19-year-old vulnerability in WinRAR finally fixed
Flaw affecting 500 million users could enable hackers to execute remote code
Security researchers have discovered a bug in the WinRAR file compression application that can allow hackers to execute code remotely. The flaw has existed in all versions of the software for the last 19 years.
According to a blog post by researchers at Check Point Software, the exploit works by just extracting an archive, and puts over 500 million users at risk.
"We found a logical bug using the WinAFL fuzzer and exploited it in WinRAR to gain full control over a victim's computer," said Nadav Grossman of Check Point Software.
"The exploit works by just extracting an archive and puts over 500 million users at risk. This vulnerability has existed for over 19 years(!) and forced WinRAR to completely drop support for the vulnerable format."
The flaw exists in the UNACEV2.DLL library included with all WinRAR versions. This library is used for parsing ACE (a data compression archive file format) archives.
Researchers found a path-traversal flaw that enables hackers to extract executable files into a computer's startup folder. This means that programs would run automatically whenever a system is booted up.
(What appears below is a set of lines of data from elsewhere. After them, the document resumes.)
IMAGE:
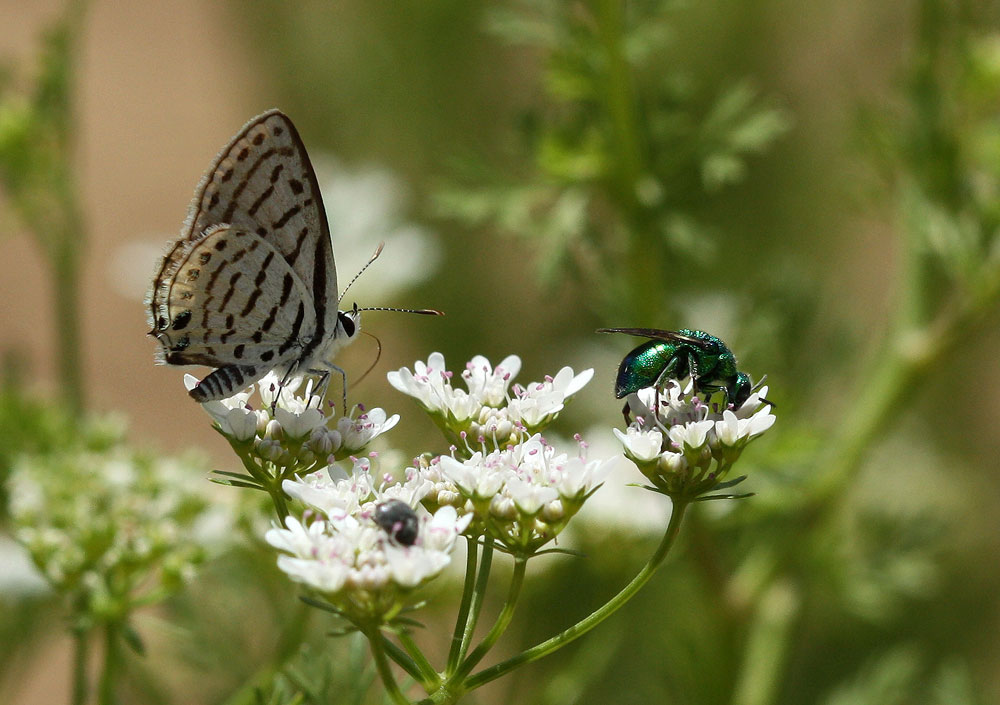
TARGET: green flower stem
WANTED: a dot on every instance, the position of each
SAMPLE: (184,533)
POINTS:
(461,620)
(620,100)
(478,593)
(596,617)
(81,656)
(425,675)
(278,497)
(500,626)
(112,663)
(401,658)
(384,669)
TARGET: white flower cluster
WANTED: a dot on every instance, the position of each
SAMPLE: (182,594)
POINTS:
(105,526)
(489,409)
(684,446)
(297,434)
(522,496)
(341,551)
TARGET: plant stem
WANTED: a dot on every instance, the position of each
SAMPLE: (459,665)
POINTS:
(767,645)
(66,283)
(278,497)
(461,619)
(402,659)
(500,626)
(596,617)
(112,661)
(384,669)
(81,655)
(426,675)
(478,593)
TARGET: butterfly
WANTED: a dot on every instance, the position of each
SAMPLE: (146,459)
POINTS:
(251,285)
All an attacker has to do is make a victim open a malicious archive file using WinRAR.
In response, WinRAR has dropped UNACEV2.dll from their package to fix the problem and has released WINRar version 5.70 beta 1 that doesn't support the ACE format. vWinRAR said that UNACEV2.DLL had not been updated since 2005 and it no longer has access to its source code.
The flaw is tracked under the CVE-2018-20250, CVE-2018-20251, CVE-2018-20252, and CVE-2018-20253 identifiers.
Windows users are advised to install the latest version of WinRAR as soon as possible and avoid opening files received from unknown sources.